Taking Nat off his meds is a slower danger than a bike accident, but almost as much is at stake. Nat is living away from us, in a house with roommates and staff, taking care of himself in so many ways. He routinely makes meals, cleans, and decides how to spend his leisure time. He plays on a basketball team, and he works three days a week at a supermarket. I do not want to see this jeopardized by a return to outbursts and aggressive behavior. He could stand to lose so much. I dread the phone call from his day program or from the house staff, like what I used to get during his middle school days: “There’s been an incident…” It’s been peaceful for so long.

The fact is, though, that a less sedate Nat could mean a more alive Nat — alive in every sense of the word. He will likely feel more anxious simply because he will be more aware. He will experience noise and sensation more acutely. And yet, with some of that comforting haze lifted, he may see things more clearly. He might understand more. Isn’t it his right, as a human being, to take this chance?
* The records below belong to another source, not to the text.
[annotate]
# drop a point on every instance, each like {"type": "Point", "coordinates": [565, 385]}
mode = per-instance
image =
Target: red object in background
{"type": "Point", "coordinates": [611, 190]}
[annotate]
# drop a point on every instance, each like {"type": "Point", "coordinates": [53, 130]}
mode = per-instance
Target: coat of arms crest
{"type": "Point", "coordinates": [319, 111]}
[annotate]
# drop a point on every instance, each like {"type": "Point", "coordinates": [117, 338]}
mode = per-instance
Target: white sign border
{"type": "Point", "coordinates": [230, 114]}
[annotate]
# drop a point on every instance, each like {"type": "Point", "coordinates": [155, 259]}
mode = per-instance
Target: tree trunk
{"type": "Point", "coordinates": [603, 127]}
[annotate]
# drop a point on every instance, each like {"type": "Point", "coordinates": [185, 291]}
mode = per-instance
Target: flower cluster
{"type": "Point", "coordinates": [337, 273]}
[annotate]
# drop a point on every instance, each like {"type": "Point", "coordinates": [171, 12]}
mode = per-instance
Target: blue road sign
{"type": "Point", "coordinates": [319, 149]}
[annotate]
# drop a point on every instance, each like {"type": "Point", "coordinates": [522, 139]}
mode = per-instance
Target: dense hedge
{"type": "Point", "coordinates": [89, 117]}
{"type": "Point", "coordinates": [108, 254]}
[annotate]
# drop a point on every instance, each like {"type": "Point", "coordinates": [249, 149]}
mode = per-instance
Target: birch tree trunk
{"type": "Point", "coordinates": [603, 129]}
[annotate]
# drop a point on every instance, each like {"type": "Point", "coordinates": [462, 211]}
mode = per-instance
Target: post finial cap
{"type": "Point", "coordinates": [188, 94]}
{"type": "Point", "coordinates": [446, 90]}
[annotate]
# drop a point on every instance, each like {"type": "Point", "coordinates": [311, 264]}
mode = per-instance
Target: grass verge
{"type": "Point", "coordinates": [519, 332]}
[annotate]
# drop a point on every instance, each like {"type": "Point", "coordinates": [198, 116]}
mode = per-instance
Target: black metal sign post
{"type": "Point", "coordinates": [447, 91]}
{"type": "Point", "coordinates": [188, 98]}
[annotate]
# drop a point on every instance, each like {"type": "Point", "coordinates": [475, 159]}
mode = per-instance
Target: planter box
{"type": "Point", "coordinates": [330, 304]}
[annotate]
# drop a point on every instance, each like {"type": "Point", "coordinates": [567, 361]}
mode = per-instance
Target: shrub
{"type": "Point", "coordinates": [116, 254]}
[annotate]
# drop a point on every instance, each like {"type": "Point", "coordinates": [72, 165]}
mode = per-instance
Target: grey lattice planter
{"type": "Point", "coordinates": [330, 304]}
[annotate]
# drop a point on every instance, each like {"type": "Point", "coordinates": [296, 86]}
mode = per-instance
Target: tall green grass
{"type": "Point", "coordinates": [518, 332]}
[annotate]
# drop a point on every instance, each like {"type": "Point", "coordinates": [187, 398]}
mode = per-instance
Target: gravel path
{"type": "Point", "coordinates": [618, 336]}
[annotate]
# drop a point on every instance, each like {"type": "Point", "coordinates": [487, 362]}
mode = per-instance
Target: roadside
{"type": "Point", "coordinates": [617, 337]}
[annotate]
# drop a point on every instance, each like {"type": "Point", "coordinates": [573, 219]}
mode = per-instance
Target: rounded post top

I guess, in this season of audacious hope, I feel my own sort of optimism: that maybe Nat at 23 can indeed handle a new, raw but heightened perception. Maybe with greater perception will come better communication, a stronger connection to the world, and all that it brings – delightful or frightening. Because parents will do anything to help their children grow. Mine is a mother’s dearest hope; I have a mother’s dream.